Ничего не видела или ничего не сказала — с Нат никогда не знаешь наверняка. Она по-крестьянски вопит

из-за пустяков и долго молчит о важных вещах. Берта приходит следом, держа букет маргариток с нелепо

короткими черенками. “Для мамы”, — повторяет она без устали. Липовый отвар слишком крепкий и густой,

надо его процедить, потом разбавить… Но что это за крик?

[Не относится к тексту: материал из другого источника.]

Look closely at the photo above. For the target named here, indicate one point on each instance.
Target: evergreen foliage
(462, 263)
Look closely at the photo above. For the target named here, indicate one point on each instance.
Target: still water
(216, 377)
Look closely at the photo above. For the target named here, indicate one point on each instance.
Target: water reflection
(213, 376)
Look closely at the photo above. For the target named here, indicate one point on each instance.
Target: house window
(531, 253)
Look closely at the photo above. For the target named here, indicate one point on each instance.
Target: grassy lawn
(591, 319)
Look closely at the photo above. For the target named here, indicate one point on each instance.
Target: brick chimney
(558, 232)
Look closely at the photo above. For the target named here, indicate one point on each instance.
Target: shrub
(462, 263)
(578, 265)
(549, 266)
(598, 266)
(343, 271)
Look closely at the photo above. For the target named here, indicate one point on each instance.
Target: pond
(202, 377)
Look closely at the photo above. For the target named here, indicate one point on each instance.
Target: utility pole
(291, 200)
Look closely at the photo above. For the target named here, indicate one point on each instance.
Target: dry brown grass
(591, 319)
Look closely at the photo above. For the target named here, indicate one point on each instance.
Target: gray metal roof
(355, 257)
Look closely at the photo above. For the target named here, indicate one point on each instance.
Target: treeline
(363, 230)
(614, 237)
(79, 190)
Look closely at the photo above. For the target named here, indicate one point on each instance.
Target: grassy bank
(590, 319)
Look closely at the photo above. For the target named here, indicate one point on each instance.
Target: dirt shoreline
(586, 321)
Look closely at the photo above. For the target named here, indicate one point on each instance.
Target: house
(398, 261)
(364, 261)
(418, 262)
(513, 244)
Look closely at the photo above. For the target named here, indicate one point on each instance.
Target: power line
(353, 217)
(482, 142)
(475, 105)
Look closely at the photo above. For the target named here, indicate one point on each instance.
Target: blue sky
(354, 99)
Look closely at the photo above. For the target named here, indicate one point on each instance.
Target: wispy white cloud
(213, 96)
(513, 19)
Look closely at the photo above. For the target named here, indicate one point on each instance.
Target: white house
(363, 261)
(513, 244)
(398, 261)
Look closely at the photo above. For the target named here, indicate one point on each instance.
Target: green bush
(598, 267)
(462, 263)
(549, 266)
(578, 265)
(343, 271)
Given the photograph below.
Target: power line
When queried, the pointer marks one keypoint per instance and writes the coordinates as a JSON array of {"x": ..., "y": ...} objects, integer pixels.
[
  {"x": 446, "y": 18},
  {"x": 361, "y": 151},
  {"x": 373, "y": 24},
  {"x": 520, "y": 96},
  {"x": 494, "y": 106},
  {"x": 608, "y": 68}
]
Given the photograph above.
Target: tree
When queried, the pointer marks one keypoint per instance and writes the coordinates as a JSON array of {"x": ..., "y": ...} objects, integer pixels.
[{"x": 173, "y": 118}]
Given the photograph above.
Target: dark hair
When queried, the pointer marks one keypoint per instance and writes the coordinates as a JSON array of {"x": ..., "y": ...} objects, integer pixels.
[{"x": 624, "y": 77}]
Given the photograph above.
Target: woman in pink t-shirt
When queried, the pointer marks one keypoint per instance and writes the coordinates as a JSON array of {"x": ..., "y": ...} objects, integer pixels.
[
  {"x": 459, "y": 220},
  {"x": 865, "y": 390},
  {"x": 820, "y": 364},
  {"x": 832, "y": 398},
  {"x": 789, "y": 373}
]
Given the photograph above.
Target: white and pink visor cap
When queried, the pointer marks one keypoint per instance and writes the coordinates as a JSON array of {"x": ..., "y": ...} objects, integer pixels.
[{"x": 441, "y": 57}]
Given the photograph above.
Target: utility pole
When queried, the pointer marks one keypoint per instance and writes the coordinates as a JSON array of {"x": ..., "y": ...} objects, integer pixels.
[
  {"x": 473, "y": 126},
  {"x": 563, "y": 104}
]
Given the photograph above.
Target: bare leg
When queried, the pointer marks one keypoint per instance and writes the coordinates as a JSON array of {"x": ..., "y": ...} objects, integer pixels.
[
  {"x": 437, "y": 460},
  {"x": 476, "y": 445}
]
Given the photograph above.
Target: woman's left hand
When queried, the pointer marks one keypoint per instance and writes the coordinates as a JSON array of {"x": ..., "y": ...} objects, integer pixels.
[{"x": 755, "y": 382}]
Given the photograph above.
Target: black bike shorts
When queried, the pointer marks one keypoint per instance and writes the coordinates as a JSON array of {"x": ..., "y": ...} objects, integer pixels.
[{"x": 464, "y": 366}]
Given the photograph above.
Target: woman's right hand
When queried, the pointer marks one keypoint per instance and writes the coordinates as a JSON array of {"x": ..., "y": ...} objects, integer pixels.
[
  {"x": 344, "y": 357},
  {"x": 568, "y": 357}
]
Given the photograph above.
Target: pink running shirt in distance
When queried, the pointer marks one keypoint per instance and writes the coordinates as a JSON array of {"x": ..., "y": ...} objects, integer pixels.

— Ты слышишь? — спрашивает Морис.

Я слышу и так хорошо все понимаю, что, ополоумев, бросаюсь вон из кухни. Крик становится

протяжным, переходит в причитания, какими на фермах в дни траура встречают появление родственниц,

пришедших на помощь плакальщицам. Он заполняет, сотрясает весь дом, и Морис отталкивает меня, чтобы

пройти вперед, чтобы первым войти в комнату, где Натали во весь рост рухнула на кровать. При нашем

появлении она разом поворачивается к Морису; ее залитые слезами глаза пылают ненавистью:

— Вас было двое! Двое! И вы…

Слова клокочут у нее в горле, она замолкает, достает свой клетчатый платок, не спеша складывает его по-

особому. Мама не шевелится. Голова ее все так же лежит посередине подушки, под подбородок подтянут

пододеяльник с вышитой большой буквой М. Глаза плотно закрыты. Но уродливая корка потеряла всякий цвет, а

рот раскрыт…

— Сердце сдало! — говорит Морис.

— Доктора! Позовите доктора! — скулит Берта, которая начинает понимать и хныча топчет свои

маргаритки, упавшие на пол.

Она схватила меня за руку. Морис — за другую. Мы ошеломленно смотрим, как Натали подвязывает

платком еще не застывшую челюсть, затягивая узел на затылке: можно подумать, будто у мамы болят зубы и она

послушно позволяет наложить себе компресс. И ледяная статуя, в которую я превратилась, спрашивает себя

растерянно: чье сердце сдало — ее или наше? Нас было двое, нас было двое, и мы дали ей уйти одной.